Ein Junkie, ganz klar

Es krachte ganz schrecklich, und mein Mandant war womöglich nicht angeschnallt. Jedenfalls fanden ihn die Rettungskräfte bewusstlos in seinem Auto vor. Der Notarzt war auch da und tat allerlei, um den Kreislauf meines Mandanten zu stabilisieren. Der Arme lag rund eine Woche im Koma. Noch heute leidet er an den Unfallfolgen.

Mein Mandant war noch nicht wieder bei Bewusstsein, als ihn schon die Polizei anschrieb. Nicht wegen des Unfalls, sondern wegen eines Drogendelikts. Meinem Mandanten wurde zur Last gelegt, abhängig zu sein. Er soll Heroin erworben und konsumiert haben.

Ihre Erkenntnisse stützte die Polizei auf zwei Umstände. Einem Beamter, der meinen Mandanten wenige Stunden nach dem Unfall in der Klinik aufsuchte, war aufgefallen, dass ein Unterarm meines Mandanten “Einstichlöcher” aufwies. Das hielt der Polizist in einem Vermerk fest. Viel anderes konnte er auch nicht notieren, denn mein Mandant war ja nicht bei Bewusstsein.

Außerdem ergab die Blutprobe, die etwa zwei Stunden nach dem Unfall abgenommen wurde, “freies Morphin” im Blutkreislauf meines Mandanten. Grund genug für den Beamten, der den Unfall bearbeitete, Nachricht an seine Kollegen vom Drogendezernat zu machen. Nach seiner Auffassung hatte die Polizei zufällig einen Junkie erwischt.

Sehr schnell interessierte sich auch das Straßenverkehrsamt für die Sache und bereitete den Entzug der Fahrerlaubnis vor. Den ganzen Aufwand hätte man sich allerdings sparen können, wenn nur mal jemand die Ermittlungsakte etwas genauer gelesen hätte.

Okay, der Notarzt, der an der Unfallstelle war, hat eine grauenhafte Handschrift. Aber mit etwas Anstrengung kann man seinen Notizen schon entnehmen, dass er Mühe hatte bei meinem Mandanten eine Vene zu finden. Was zwanglos den zerstochenen Unterarm erklärt.

Wenige Zeilen später steht im Notarztbericht noch mehr Interessantes. Nämlich, dass der Doktor meinen Mandanten bis unter die Schädeldecke mit Morphium vollgepumpt hat.
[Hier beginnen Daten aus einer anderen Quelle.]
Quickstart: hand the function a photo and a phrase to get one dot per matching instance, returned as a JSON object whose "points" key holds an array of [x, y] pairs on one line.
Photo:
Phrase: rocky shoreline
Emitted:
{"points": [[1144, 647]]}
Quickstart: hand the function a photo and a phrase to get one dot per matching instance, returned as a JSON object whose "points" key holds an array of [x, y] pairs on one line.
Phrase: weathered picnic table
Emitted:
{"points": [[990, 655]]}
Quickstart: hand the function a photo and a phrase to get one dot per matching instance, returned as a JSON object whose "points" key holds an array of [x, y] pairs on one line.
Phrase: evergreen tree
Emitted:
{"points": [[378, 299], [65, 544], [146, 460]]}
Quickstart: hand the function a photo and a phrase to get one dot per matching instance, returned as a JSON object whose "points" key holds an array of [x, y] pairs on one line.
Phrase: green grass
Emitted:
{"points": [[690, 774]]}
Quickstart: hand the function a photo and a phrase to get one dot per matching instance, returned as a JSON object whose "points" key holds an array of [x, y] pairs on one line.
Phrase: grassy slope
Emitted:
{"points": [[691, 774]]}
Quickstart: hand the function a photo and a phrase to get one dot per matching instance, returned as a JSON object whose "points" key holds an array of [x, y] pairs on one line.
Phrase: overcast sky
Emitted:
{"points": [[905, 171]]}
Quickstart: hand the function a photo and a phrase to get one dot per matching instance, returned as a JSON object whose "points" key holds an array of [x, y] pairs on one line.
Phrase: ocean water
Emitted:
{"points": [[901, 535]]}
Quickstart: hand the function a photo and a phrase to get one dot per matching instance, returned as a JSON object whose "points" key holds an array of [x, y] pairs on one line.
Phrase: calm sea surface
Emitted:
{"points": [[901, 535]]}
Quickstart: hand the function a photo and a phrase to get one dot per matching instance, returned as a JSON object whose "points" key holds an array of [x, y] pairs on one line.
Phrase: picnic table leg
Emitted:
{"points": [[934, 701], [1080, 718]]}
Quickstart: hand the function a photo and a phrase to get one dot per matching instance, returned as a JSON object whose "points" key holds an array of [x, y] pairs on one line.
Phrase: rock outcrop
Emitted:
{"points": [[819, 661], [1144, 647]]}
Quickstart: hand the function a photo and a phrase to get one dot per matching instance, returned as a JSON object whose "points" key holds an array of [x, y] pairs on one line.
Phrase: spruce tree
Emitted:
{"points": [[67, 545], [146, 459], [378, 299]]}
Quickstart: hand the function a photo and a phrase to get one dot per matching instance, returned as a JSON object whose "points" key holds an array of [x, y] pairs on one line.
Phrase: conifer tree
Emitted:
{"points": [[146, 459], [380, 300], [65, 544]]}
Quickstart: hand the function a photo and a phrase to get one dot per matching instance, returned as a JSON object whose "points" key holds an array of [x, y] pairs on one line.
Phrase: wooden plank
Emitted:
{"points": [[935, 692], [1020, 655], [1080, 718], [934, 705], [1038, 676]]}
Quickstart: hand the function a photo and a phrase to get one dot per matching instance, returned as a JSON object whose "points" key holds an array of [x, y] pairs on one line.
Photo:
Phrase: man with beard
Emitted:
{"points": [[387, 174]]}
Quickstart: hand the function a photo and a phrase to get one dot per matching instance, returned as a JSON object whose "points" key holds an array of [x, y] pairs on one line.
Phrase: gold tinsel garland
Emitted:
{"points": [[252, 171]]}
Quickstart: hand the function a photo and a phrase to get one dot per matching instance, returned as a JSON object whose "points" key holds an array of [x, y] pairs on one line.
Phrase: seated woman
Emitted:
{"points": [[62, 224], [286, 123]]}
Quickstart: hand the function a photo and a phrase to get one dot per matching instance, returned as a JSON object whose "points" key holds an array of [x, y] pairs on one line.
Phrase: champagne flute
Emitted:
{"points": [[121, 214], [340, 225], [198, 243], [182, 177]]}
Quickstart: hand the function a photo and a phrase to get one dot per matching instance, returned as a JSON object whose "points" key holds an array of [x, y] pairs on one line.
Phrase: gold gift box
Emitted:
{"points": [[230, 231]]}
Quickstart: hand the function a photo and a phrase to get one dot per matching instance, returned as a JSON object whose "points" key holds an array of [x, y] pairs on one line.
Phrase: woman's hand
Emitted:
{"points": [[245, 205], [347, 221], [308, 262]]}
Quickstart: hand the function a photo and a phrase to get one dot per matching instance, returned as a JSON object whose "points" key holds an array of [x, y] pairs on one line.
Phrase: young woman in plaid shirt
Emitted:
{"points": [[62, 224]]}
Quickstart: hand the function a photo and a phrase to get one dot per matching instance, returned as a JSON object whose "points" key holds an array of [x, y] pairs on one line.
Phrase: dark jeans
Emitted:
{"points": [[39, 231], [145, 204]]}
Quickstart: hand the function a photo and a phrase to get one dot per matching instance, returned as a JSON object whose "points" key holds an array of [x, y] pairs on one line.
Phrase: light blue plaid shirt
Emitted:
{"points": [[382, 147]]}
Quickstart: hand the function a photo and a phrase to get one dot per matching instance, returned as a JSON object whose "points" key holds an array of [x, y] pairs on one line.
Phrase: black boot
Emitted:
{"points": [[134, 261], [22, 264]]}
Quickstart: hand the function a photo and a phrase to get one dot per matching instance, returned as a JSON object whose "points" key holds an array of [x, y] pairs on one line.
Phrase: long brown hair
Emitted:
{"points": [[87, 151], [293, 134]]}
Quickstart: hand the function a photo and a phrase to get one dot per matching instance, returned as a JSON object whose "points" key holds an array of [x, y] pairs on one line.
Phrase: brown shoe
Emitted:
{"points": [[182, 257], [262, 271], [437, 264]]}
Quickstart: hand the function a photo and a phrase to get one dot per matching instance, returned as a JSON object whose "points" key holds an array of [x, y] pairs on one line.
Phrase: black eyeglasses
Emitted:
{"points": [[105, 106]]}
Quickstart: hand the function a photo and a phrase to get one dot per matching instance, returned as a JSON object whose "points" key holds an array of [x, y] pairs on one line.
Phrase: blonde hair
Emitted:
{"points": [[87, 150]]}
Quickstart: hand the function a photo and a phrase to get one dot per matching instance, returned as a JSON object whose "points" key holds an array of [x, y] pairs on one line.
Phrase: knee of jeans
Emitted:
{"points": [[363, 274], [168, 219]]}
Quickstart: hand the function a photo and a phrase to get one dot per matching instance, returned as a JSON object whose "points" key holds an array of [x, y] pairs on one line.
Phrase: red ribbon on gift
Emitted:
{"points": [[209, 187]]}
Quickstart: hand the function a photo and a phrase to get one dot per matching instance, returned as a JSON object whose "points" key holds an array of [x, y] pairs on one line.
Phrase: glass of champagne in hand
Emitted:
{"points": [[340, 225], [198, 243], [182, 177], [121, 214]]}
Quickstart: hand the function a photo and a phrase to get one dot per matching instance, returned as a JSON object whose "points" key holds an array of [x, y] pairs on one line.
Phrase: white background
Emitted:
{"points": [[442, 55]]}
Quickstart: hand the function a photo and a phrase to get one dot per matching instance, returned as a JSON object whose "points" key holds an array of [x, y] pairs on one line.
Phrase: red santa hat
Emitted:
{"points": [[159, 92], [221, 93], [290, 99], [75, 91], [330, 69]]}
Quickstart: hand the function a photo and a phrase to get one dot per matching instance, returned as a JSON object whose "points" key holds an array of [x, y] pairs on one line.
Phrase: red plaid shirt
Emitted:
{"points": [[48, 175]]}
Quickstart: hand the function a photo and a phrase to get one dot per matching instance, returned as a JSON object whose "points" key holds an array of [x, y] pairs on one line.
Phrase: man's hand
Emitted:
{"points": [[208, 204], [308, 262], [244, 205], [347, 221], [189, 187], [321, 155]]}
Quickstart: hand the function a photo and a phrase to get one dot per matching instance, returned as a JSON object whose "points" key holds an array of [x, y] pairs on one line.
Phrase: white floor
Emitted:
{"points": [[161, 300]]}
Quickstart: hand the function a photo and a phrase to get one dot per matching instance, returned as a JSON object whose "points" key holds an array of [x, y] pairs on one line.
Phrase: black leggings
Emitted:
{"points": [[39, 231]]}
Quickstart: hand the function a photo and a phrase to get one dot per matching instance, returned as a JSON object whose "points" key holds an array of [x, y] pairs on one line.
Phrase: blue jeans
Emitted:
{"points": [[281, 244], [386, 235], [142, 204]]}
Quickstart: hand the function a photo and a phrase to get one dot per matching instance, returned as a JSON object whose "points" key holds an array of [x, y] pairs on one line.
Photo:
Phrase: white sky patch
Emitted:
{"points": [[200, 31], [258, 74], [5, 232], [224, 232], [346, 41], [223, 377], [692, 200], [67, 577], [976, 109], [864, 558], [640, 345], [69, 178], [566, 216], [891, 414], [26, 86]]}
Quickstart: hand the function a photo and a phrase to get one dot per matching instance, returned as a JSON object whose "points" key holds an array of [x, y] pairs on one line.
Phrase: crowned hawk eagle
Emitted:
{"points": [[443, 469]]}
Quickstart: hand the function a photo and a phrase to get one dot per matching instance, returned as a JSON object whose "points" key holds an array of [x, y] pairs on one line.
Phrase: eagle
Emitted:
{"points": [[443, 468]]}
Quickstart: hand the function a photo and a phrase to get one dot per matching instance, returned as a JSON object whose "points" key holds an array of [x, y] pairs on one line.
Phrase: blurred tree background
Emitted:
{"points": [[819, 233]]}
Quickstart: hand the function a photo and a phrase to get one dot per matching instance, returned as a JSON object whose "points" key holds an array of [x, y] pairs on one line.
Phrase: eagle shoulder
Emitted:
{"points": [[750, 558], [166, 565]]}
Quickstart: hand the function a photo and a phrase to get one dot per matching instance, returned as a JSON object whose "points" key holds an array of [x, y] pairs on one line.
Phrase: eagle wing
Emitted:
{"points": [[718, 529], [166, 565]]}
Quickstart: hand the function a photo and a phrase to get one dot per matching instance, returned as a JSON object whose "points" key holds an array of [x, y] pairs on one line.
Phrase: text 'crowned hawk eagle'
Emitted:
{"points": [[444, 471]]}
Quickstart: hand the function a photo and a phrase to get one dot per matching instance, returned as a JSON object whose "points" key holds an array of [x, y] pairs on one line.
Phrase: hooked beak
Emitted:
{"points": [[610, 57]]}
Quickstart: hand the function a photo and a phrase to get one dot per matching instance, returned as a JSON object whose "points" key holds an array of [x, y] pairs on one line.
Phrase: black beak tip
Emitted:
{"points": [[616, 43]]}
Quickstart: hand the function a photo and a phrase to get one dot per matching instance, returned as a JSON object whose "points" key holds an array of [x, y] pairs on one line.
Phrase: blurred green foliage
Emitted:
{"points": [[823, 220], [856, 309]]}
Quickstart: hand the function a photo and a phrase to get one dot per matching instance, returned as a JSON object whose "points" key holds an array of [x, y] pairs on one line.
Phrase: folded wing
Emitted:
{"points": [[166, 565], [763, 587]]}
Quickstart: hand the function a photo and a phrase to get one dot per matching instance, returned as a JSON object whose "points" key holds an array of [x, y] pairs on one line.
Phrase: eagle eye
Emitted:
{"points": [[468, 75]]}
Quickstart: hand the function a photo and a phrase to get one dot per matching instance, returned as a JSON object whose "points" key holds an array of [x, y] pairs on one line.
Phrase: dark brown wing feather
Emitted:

Was den Befund “freie Morphine” in der späteren Blutprobe ziemlich zwanglos verständlich macht.

Immerhin hatte der Staatsanwalt, mittels Verteidigungsschrift auf die wahren Umstände hingewiesen, dann später ein Einsehen. Er stellte das Verfahren gegen meinen Mandanten ein. Er schreibt: “Der positive Befund der Blutprobe auf Opiate kann nicht widerlegbar auf die ärztliche Morphin-Gabe am Unfallort zurückgeführt werden.”

Selbst das klingt noch so, als schlüpfe mein Mandant nur mit großem Glück durch die Maschen der Justiz. Wozu passt, dass sich kein kritisches Wort zu dem Umstand findet, dass die Polizei den Notarztbericht schlichtweg nicht gelesen hat.